The law of diminishing firsts

The game lasted through triple overtime by the time the Toronto Marlies finally defeated Albany to advance their position in the playoff series. Needless to say, after 6 periods of play, I no longer flinched at every errant sound, save for one moment when I whacked my own face in an attempt to protect myself from an airborne puck that was coming in hot, just at eye level. But it could have been a lot worse. The guy several rows behind me took a puck to the lip and was escorted out, face oozing blood.

All and all, I like to I think I did pretty well. On the way out of the arena, I realized that this would be my last time experiencing a hockey game for the first time.
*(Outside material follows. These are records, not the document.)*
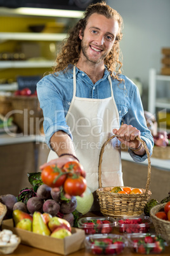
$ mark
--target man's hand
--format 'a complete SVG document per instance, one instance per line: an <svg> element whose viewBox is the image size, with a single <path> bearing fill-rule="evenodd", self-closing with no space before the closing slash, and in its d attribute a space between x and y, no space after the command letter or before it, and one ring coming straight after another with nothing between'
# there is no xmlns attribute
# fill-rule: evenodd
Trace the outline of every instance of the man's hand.
<svg viewBox="0 0 170 256"><path fill-rule="evenodd" d="M128 125L124 124L121 126L119 130L114 129L113 132L117 136L117 139L121 143L128 147L135 150L141 145L141 142L136 139L137 136L140 138L140 131L132 125ZM137 155L143 155L145 153L143 146L142 145L141 149L134 153Z"/></svg>
<svg viewBox="0 0 170 256"><path fill-rule="evenodd" d="M79 162L74 157L70 155L63 155L63 157L51 160L48 162L41 166L39 168L43 170L46 166L51 166L51 164L56 164L59 168L62 168L65 164L70 161L75 161Z"/></svg>

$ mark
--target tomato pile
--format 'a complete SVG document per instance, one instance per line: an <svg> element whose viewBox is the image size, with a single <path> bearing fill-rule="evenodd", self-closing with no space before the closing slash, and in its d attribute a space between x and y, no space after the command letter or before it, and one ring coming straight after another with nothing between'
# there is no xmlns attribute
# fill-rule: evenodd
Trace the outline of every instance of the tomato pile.
<svg viewBox="0 0 170 256"><path fill-rule="evenodd" d="M118 220L118 227L120 232L147 233L150 229L150 223L141 218L121 219Z"/></svg>
<svg viewBox="0 0 170 256"><path fill-rule="evenodd" d="M143 238L133 239L133 247L141 254L160 253L165 249L165 241L159 236L147 234Z"/></svg>
<svg viewBox="0 0 170 256"><path fill-rule="evenodd" d="M54 188L63 187L65 194L81 196L86 190L86 173L82 165L76 161L66 163L62 168L56 165L45 167L41 173L41 179L48 186Z"/></svg>
<svg viewBox="0 0 170 256"><path fill-rule="evenodd" d="M164 211L158 211L155 216L162 220L170 221L170 201L166 204Z"/></svg>
<svg viewBox="0 0 170 256"><path fill-rule="evenodd" d="M121 238L106 238L93 239L91 243L91 252L96 255L117 255L122 253L124 243Z"/></svg>

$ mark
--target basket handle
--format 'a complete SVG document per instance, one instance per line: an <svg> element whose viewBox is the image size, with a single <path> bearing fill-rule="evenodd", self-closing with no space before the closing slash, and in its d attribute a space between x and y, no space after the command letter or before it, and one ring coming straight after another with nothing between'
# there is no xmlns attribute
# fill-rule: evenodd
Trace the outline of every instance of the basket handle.
<svg viewBox="0 0 170 256"><path fill-rule="evenodd" d="M100 150L100 156L99 156L99 162L98 162L98 186L99 186L99 188L102 188L102 183L101 183L101 162L102 162L102 157L103 157L103 152L105 151L105 146L107 145L107 143L114 138L115 137L117 137L117 135L113 135L112 137L110 137L109 139L108 139L103 145L101 150ZM146 152L147 152L147 155L148 157L148 176L147 176L147 184L146 184L146 191L145 191L145 194L147 194L148 192L148 188L149 188L149 185L150 183L150 176L151 176L151 166L150 166L150 153L149 153L149 150L148 149L148 147L145 143L145 141L143 141L140 138L139 138L138 136L137 136L136 138L138 141L140 141L141 144L143 145L143 146L144 146Z"/></svg>

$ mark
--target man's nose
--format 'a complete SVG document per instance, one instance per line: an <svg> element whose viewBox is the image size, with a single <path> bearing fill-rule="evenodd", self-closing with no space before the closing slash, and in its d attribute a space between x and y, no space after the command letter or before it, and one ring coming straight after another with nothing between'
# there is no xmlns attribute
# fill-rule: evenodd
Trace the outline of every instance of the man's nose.
<svg viewBox="0 0 170 256"><path fill-rule="evenodd" d="M97 38L96 38L95 42L98 45L103 45L105 42L104 36L103 35L99 35Z"/></svg>

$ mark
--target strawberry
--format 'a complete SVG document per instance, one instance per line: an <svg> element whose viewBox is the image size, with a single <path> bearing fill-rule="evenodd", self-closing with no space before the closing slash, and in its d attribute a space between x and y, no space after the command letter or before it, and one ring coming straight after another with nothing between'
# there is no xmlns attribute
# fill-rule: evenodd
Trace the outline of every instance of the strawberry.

I thought back to my cousin, Sam, and his first re-experience eating Indian food that I had shared with him the previous month in Oregon. It made me smile to remember how much he enjoyed it — and how much enthusiasm he had expressed about being so completely open to trying anything and everything out there.

Spicy foods? “Why not?”

Foreign cuisines? “Bring it on!”

The weird delicacy on the menu that most of us are too scared to order? “Let’s do it!”

Without the tight constraints of expectations and prior experiences holding him back, Sam is welcoming the whole world of possibility. It’s a world I only experience on the periphery in my day-to-day, when I happen to be out of town and get an erratic idea to try something new.

But if we could all live a little bit more like Sam; if we could all think about enjoying our days not as a series of habits that we’ve grown accustomed to and comfortable with — but as an awakening to new sensations — I like to hope that we could all find a bit more of that present joy and admiration of what’s right in front of us.

No hockey puck to the face required.